===================
Quick start example
===================

Users of ``scikit-hubness`` typically want to

1. analyse, whether their data show hubness
2. reduce hubness
3. perform learning (classification, regression, ...)

The following example shows all these steps for an example dataset
from the text domain (dexter).
Please make sure you have installed ``scikit-hubness``
(`installation instructions <installation.html>`_).

First, we load the dataset and inspect its size.

.. code-block:: python

    from skhubness.data import load_dexter
    X, y = load_dexter()
    print(f'X.shape = {X.shape}, y.shape={y.shape}')

Dexter is embedded in a high-dimensional space,
and could, thus, be prone to hubness.
Therefore, we assess the actual degree of hubness.

.. code-block:: python

    from skhubness import Hubness
    hub = Hubness(k=10, metric='cosine')
    hub.fit(X)
    k_skew = hub.score()
    print(f'Skewness = {k_skew:.3f}')

As a rule-of-thumb, skewness > 1.2 indicates significant hubness.
Additional hubness indices are available, for example:

.. code-block:: python

    print(f'Robin hood index: {hub.robinhood_index:.3f}')
    print(f'Antihub occurrence: {hub.antihub_occurrence:.3f}')
    print(f'Hub occurrence: {hub.hub_occurrence:.3f}')

There is considerable hubness in dexter.
Let's see, whether hubness reduction can improve
kNN classification performance.

.. code-block:: python

    from sklearn.model_selection import cross_val_score
    from skhubness.neighbors import KNeighborsClassifier

    # vanilla kNN
    knn_standard = KNeighborsClassifier(n_neighbors=5,
                                        metric='cosine')
    acc_standard = cross_val_score(knn_standard, X, y, cv=5)

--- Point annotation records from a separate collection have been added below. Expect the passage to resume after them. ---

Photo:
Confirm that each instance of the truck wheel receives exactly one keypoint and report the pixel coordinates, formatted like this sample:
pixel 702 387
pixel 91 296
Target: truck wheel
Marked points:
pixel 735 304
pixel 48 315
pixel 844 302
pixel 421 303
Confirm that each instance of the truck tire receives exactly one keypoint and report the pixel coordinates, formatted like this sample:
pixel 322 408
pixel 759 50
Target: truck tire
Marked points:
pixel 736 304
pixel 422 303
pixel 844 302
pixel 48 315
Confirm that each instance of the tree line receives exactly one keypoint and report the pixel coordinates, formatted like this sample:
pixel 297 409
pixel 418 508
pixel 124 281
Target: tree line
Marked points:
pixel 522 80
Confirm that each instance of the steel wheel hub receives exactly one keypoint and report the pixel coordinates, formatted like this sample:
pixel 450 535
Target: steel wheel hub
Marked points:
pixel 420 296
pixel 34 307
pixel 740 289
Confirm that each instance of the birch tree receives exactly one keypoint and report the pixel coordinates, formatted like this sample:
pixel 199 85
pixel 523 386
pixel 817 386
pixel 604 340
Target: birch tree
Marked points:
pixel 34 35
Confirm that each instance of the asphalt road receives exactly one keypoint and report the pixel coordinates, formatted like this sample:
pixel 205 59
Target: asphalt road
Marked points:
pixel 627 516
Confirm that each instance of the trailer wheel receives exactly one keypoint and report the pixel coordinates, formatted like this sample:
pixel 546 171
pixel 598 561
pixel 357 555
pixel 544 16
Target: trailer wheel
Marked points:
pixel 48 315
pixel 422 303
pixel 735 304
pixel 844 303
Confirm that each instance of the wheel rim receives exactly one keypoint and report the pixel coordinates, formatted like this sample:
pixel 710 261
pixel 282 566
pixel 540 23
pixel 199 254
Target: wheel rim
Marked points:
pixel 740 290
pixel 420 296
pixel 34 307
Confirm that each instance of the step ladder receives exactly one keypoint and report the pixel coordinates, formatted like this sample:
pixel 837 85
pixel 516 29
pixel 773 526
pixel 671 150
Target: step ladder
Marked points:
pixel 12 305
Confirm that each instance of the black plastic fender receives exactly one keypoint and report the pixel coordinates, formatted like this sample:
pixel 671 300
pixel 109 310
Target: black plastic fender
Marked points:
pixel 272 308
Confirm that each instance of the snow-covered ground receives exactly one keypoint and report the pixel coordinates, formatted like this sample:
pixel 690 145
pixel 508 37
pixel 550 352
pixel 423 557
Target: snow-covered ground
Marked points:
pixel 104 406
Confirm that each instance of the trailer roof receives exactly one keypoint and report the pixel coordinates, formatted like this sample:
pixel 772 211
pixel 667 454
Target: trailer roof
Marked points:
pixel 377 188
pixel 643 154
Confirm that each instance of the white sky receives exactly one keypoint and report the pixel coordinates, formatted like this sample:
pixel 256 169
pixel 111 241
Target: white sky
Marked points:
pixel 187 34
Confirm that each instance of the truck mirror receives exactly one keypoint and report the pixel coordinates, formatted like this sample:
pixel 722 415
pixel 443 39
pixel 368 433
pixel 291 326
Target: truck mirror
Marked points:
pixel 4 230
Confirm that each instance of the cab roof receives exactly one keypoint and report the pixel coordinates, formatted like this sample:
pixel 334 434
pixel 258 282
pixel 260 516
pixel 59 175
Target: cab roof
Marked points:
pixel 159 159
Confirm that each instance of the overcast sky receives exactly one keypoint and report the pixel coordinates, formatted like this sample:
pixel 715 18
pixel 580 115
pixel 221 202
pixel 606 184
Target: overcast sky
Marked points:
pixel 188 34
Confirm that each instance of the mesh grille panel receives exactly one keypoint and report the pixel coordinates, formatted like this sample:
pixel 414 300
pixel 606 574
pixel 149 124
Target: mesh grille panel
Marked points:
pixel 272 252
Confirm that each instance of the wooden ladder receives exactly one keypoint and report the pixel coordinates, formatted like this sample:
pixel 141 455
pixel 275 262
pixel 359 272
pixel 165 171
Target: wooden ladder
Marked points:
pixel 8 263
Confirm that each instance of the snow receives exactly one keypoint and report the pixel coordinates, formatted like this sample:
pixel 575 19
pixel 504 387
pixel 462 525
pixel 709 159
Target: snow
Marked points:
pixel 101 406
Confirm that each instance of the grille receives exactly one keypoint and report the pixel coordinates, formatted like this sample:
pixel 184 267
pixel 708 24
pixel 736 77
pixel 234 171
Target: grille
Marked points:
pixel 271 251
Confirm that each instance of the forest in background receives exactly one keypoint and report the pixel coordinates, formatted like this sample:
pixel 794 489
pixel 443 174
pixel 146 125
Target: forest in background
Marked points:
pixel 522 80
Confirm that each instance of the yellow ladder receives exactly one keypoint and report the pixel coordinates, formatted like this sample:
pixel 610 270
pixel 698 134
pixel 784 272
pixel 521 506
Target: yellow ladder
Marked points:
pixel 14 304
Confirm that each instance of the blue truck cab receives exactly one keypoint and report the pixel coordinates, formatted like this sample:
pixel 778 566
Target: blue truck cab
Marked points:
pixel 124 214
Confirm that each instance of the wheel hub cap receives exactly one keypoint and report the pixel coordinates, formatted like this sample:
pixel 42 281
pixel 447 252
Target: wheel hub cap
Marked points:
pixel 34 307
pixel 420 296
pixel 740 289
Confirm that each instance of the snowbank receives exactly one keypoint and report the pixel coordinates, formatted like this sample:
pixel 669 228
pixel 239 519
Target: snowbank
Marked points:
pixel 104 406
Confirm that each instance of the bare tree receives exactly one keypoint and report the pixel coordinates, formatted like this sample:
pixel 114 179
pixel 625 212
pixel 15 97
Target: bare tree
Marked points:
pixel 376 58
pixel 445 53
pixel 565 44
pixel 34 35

    # kNN with hubness reduction (mutual proximity)
    knn_mp = KNeighborsClassifier(n_neighbors=5,
                                  metric='cosine',
                                  hubness='mutual_proximity')
    acc_mp = cross_val_score(knn_mp, X, y, cv=5)

    print(f'Accuracy (vanilla kNN): {acc_standard.mean():.3f}')
    print(f'Accuracy (kNN with hubness reduction): {acc_mp.mean():.3f}')


Accuracy was considerably improved by mutual proximity (MP).
But did MP actually reduce hubness?

.. code-block:: python

    hub_mp = Hubness(k=10, metric='cosine',
                     hubness='mutual_proximity')
    hub_mp.fit(X)
    k_skew_mp = hub_mp.score()
    print(f'Skewness after MP: {k_skew_mp:.3f} '
          f'(reduction of {k_skew - k_skew_mp:.3f})')
    print(f'Robin hood: {hub_mp.robinhood_index:.3f} '
          f'(reduction of {hub.robinhood_index - hub_mp.robinhood_index:.3f})')

Yes!

The neighbor graph can also be created directly,
with or without hubness reduction:

.. code-block:: python

    from skhubness.neighbors import kneighbors_graph
    neighbor_graph = kneighbors_graph(X,
                                      n_neighbors=5,
                                      hubness='mutual_proximity')

You may want to precompute the graph like this,
in order to avoid computing it repeatedly for subsequent hubness estimation and learning.